Long evenings make for plenty of time to socialise with fellow tourists and the friendly hotel and Orca Centre staff, many of whom come back each winter to work the orca season. Per Westengen, whose brother-in-law owns the centre, is a self-confessed fishing nut with an easygoing manner and a talent for storytelling.

He says there is a very friendly relationship between Tysfjord fishermen and the orcas. “There was this local who cast a net across a small bay and saw that he had trapped a big male orca in with the fish. He doesn’t want to lose the fish so he opens one corner of the net just to let the whale out, but the orca is quite happy there and doesn’t want to leave. In the end the rest of the pod came in through the opening and ended up eating all the man’s fish!”

Per’s enthusiasm for all things fishing is seriously contagious. So much so that the next day I find myself back at sea fumbling with various silicone bait, razor sharp hooks and a rapidly tangling 160- foot fishing line. “It is impossible for you to come back with nothing. You will catch something for sure” says my guide with absolute confidence as he takes us to a part of the fjord where the only sign of human activity is occasional chocolate-box house perched on a precipitous cliff.
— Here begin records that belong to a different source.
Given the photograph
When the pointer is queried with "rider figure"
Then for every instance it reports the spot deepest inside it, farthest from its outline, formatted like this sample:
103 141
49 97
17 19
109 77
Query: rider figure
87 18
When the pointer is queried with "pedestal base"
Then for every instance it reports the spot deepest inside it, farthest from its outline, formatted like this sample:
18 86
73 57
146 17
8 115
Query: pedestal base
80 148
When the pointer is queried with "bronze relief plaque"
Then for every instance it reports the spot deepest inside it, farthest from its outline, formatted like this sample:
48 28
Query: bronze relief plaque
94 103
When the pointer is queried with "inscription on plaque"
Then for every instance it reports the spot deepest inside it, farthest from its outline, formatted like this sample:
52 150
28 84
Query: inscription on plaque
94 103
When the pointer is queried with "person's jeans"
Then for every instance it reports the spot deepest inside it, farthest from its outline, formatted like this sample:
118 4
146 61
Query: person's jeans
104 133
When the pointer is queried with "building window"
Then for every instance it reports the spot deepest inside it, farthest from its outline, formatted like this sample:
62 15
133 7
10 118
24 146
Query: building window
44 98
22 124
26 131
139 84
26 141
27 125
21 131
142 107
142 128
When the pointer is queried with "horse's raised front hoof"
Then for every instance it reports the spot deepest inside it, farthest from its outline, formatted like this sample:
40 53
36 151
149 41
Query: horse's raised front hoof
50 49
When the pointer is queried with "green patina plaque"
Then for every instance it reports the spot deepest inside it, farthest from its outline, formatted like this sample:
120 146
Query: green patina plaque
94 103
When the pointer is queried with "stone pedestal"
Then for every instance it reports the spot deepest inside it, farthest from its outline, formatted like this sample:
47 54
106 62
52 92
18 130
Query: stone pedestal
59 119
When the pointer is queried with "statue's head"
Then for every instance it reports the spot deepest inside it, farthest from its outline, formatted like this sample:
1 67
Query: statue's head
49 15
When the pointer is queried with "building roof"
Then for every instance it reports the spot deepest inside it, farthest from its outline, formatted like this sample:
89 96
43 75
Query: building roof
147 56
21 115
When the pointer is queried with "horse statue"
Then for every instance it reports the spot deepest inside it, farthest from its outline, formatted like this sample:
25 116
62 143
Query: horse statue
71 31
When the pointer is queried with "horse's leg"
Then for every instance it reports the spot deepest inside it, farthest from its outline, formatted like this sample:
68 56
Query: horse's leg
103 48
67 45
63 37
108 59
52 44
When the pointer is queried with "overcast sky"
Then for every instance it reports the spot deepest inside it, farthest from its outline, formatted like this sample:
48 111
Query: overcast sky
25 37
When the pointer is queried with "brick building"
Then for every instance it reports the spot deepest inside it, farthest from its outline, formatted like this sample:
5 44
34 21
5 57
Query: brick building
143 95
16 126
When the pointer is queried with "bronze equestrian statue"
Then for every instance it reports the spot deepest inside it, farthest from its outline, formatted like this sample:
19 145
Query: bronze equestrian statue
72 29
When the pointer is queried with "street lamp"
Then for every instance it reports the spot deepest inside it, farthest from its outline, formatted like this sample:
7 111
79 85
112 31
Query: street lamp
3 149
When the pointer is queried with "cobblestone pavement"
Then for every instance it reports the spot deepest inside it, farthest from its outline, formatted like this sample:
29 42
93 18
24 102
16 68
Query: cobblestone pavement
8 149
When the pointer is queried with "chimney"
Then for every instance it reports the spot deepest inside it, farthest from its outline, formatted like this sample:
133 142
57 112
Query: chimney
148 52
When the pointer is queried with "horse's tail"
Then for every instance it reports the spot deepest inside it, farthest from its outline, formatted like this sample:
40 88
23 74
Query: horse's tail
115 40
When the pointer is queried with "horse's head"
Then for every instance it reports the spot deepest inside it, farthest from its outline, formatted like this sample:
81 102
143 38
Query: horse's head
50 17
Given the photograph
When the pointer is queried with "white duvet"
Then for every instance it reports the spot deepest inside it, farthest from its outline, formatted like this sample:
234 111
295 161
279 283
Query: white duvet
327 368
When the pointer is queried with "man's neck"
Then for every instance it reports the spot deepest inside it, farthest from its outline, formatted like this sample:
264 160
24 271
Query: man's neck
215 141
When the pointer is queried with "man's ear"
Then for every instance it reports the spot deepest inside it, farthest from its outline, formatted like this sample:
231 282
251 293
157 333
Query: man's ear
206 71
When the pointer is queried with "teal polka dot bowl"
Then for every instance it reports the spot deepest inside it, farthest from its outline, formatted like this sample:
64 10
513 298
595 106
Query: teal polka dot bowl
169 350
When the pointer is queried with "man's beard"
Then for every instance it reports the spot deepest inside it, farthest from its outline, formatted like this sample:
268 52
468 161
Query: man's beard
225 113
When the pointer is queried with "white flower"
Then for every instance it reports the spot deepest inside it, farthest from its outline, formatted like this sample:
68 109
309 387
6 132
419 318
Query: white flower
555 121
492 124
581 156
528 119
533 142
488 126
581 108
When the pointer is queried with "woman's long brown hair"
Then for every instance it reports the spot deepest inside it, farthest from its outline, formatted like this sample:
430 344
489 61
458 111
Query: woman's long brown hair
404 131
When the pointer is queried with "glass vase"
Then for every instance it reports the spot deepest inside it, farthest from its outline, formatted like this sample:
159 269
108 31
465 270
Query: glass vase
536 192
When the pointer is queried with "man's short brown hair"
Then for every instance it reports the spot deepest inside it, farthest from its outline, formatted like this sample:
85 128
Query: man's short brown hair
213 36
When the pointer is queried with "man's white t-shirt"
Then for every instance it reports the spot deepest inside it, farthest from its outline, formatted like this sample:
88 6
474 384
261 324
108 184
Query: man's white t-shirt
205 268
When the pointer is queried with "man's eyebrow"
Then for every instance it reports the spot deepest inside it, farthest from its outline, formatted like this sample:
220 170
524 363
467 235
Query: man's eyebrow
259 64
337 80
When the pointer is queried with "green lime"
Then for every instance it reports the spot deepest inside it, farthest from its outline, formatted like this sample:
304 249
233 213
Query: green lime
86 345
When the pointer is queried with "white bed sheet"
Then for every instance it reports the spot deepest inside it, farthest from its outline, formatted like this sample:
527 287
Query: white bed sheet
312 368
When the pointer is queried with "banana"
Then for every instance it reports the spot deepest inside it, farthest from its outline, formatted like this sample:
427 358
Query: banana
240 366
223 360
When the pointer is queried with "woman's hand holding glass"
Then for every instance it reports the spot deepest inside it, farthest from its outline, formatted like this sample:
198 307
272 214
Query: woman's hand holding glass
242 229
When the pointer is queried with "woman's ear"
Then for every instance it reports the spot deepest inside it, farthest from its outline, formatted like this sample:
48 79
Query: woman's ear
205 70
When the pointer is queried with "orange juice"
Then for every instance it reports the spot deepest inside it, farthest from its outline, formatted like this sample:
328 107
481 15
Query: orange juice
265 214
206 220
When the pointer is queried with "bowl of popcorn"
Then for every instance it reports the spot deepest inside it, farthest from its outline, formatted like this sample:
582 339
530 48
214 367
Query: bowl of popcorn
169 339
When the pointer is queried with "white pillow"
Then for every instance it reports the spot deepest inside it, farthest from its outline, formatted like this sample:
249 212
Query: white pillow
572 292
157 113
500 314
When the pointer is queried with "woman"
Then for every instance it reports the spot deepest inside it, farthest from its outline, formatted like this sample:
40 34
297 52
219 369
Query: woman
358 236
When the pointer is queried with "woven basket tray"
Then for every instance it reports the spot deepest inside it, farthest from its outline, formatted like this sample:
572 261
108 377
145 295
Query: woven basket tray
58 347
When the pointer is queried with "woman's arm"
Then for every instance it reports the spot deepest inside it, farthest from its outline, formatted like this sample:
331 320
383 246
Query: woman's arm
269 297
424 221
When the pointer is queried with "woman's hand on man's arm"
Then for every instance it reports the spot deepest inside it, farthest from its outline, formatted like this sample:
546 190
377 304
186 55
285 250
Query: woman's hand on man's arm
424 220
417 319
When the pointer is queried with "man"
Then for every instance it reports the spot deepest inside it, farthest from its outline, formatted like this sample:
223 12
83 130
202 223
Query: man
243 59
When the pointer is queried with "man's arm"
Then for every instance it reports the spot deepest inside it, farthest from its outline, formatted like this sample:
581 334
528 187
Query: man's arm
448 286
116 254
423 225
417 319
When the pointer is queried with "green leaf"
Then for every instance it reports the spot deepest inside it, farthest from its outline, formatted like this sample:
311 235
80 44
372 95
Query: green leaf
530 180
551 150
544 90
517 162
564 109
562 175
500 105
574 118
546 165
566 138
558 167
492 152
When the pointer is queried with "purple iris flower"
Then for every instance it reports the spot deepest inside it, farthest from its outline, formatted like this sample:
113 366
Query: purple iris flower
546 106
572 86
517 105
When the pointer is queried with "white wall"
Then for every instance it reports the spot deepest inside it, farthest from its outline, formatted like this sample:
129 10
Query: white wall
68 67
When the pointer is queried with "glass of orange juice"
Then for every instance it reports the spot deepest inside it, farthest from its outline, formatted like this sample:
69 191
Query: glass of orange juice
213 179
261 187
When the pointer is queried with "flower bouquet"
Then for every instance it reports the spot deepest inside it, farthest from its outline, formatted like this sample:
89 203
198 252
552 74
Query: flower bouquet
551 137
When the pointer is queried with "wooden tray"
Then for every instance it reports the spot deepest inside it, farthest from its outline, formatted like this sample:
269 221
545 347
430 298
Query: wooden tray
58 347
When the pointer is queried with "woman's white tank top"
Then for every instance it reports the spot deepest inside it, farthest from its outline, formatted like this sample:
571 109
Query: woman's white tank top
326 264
After a while the sonar screen indicated a good depth, and Per gave the go-ahead to drop our lines. This is one of the shallower parts of the fjord, but my line just kept unwinding until I wondered whether it would ever reach the bottom.

It takes approximately five seconds for the first fish to bite, a 3-foot long Ling Cod, with extremely tough skin like an eel’s. The tuna-like coalfish I catch a few minutes later is about half its size but much prettier, with a lovely bluish sheen. After moving around a few more times we also start to catch a Mackerel-type fish called Sei by the dozen, each measuring at least 12 inches.
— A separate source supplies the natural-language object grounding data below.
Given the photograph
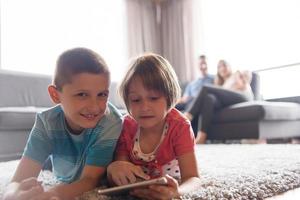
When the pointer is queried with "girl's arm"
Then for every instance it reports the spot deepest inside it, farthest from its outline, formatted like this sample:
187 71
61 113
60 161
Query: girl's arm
122 171
189 176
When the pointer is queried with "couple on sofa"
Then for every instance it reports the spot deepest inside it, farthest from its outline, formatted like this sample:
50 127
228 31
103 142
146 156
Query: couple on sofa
204 96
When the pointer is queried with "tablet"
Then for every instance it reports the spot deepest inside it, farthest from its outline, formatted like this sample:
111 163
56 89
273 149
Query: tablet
125 188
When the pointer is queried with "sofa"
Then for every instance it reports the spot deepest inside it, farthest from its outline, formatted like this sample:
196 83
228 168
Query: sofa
25 94
259 119
22 96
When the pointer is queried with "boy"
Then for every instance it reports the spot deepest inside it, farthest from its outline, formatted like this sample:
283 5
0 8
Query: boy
79 133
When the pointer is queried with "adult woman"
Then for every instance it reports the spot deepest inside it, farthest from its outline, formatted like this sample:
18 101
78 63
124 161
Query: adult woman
230 88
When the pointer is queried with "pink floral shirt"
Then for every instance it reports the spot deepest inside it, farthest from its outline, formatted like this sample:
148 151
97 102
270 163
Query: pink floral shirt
177 139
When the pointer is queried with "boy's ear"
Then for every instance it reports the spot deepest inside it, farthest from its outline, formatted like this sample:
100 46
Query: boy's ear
53 93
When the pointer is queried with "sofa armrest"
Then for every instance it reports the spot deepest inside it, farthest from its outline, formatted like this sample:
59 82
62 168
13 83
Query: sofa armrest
295 99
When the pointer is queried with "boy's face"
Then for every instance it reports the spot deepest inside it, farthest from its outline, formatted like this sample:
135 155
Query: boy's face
147 107
83 101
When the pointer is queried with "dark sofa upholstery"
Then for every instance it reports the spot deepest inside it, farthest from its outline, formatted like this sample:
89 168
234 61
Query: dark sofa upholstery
258 119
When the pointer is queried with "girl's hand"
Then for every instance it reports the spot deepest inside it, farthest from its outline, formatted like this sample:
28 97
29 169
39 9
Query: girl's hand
124 172
49 195
159 192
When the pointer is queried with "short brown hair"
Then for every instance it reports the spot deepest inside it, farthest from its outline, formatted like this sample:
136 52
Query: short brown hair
156 73
75 61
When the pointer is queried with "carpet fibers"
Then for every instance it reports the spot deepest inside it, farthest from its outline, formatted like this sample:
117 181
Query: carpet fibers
227 172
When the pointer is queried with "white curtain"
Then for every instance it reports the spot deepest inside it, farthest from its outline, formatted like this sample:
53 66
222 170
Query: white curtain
143 29
166 27
178 28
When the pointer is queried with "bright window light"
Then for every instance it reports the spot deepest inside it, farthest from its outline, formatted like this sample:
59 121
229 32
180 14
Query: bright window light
34 32
254 35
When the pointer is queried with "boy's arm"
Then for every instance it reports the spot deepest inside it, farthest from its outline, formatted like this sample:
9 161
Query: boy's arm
24 184
89 180
27 168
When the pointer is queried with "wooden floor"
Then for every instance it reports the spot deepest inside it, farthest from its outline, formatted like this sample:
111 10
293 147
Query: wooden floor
289 195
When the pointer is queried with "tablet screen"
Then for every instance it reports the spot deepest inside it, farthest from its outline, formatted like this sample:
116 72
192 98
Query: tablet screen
125 188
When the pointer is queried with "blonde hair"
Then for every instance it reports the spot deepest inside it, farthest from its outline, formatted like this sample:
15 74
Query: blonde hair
219 80
156 73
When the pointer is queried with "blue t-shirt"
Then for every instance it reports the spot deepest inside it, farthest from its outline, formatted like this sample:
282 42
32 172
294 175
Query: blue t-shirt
193 88
70 153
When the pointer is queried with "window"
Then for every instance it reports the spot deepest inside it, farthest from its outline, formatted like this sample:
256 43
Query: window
34 33
254 35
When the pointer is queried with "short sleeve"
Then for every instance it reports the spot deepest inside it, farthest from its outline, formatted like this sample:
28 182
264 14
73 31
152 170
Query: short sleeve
102 151
39 145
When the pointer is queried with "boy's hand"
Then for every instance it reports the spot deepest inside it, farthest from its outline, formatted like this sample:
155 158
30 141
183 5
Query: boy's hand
49 195
25 190
159 192
124 172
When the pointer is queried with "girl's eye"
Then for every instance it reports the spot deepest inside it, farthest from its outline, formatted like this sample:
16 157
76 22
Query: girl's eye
82 94
154 98
135 100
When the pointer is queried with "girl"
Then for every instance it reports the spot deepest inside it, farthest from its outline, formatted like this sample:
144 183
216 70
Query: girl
156 140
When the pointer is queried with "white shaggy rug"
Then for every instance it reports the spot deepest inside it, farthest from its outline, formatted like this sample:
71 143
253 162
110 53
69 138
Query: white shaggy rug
227 172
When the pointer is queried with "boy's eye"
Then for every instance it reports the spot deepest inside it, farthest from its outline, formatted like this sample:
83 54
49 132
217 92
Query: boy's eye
103 94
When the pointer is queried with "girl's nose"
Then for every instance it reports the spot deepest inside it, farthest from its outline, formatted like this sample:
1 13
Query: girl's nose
95 106
145 105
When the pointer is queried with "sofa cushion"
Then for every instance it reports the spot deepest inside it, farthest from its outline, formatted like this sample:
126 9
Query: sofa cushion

The abundance of fish meant there was plenty to attract the sea eagles, and we fed them about a third of our catch. Per said that I’d be eating so much fish I would end up growing gills.

Life in Norway has always been sustained by its waters, and the Norwegian bond with the sea seems to rub off on tourists too. After my visit to the Viking country, I haven’t quite grown gills, but I do look at the sea in a whole new light.